Tristeza takes inspiration from far-flung sources
When the three core members of a band all live in different cities, working together can be a challenge. Tristeza guitarist Christopher Sprague lives in Oakland, California, but the band’s bassist, Luís Hermosillo, resides some 800 kilometres to the south in Tijuana, Mexico. Drummer James Lehner is based even farther away, in Michigan. Somehow, though, the three managed to be in the same place long enough to record a new album, Fate Unfolds, even if they weren’t all together when the songs were composed.
“Those were all written over little jam sessions, where there’s just two dudes, three dudes; whoever can get together for that little session,” says Lehner, reached en route to Tristeza’s rehearsal space in West Oakland, where he and his bandmates are meeting up with touring sidemen Drew Andrews (keyboards) and Cameron Stephens (guitar). “And then there were a couple of songs that were kind of just written in the studio. So there wasn’t a lot of normal band practice—get together, rehearse, write songs—going on for this record.”

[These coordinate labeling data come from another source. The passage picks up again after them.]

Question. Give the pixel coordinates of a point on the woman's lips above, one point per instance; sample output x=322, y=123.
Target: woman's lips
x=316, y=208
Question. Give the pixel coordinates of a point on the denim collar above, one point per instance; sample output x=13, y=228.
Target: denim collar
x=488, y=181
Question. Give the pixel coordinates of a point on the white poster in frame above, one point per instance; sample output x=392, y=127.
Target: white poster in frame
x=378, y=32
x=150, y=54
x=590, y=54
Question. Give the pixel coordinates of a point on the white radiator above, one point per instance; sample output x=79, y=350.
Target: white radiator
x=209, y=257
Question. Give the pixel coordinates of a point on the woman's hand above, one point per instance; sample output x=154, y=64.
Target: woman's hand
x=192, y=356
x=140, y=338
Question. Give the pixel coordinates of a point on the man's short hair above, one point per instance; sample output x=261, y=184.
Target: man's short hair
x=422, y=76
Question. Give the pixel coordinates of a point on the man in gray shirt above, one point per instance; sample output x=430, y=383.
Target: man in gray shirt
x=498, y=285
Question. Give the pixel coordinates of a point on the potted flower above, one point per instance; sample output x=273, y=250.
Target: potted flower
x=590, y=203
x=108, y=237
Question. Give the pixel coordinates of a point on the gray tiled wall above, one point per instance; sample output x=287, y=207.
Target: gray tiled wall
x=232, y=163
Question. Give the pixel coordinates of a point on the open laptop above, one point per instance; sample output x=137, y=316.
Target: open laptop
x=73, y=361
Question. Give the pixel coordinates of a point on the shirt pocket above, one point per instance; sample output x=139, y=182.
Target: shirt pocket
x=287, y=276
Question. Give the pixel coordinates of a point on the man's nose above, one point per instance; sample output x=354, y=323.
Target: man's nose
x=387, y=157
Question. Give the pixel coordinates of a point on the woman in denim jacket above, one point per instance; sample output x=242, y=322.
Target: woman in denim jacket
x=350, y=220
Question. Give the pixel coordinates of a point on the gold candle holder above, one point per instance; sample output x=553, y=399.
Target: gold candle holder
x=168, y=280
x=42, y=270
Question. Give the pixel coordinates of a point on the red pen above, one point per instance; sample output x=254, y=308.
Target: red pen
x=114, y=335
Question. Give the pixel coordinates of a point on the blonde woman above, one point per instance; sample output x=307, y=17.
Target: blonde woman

It doesn’t show. Maybe it’s because the band has been around for so long (Sprague, Hermosillo, and Lehner starting playing together in 1997), but Tristeza plays with near-telepathic tightness, whether navigating the twisty math-rock rhythms of “Castellí²n” or the steel-pulse dub of “Mr. Beat/Street Tax”. The group is usually categorized as a postrock act, but several of the tracks on Fate Unfolds find it flirting with world music. The spiralling guitar lines and rolling-thunder toms of “Blkflmngo” sound like a particularly muscular take on West African highlife, while “Floripa” melds a samba-inspired beat with jazzy electric piano and “Manitas” is spiced with a dash of unexpected gamelan percussion.
Lehner acknowledges that he and his bandmates draw inspiration from the sounds of other cultures, particularly from the grooves of old Afrobeat and Tropicália records. “That stuff, all from the ’60s and ’70s, from all over the world, always ends up sounding the best,” the drummer insists. “Real basic recording, nothing too hi-fi about it, and it’s just capturing the real vibe of the musicians, how they’re playing together and everything.”
That’s also a fair description of Fate Unfolds. It’s not a particularly slick-sounding affair, but adventurous music fans will find much to love in the interplay between the various instruments. What they won’t find is any singing. Throughout its 12-year career, Tristeza has remained a strictly instrumental outfit, but Lehner says that could very well change.
“There’s actually a few songs on this new record that I wish would have had some kind of vocals,” he notes. “It’s hard for any of us to do it, because we have enough going on as it is. But it would be cool if we could get some kind of collaborators, people we knew who would do a good job laying down some vocals—even in another language. Anything to keep it worldly and interesting. That way, even if you don’t understand the language, it just adds kind of a cool element.”
Tristeza plays the Media Club on Sunday (December 6).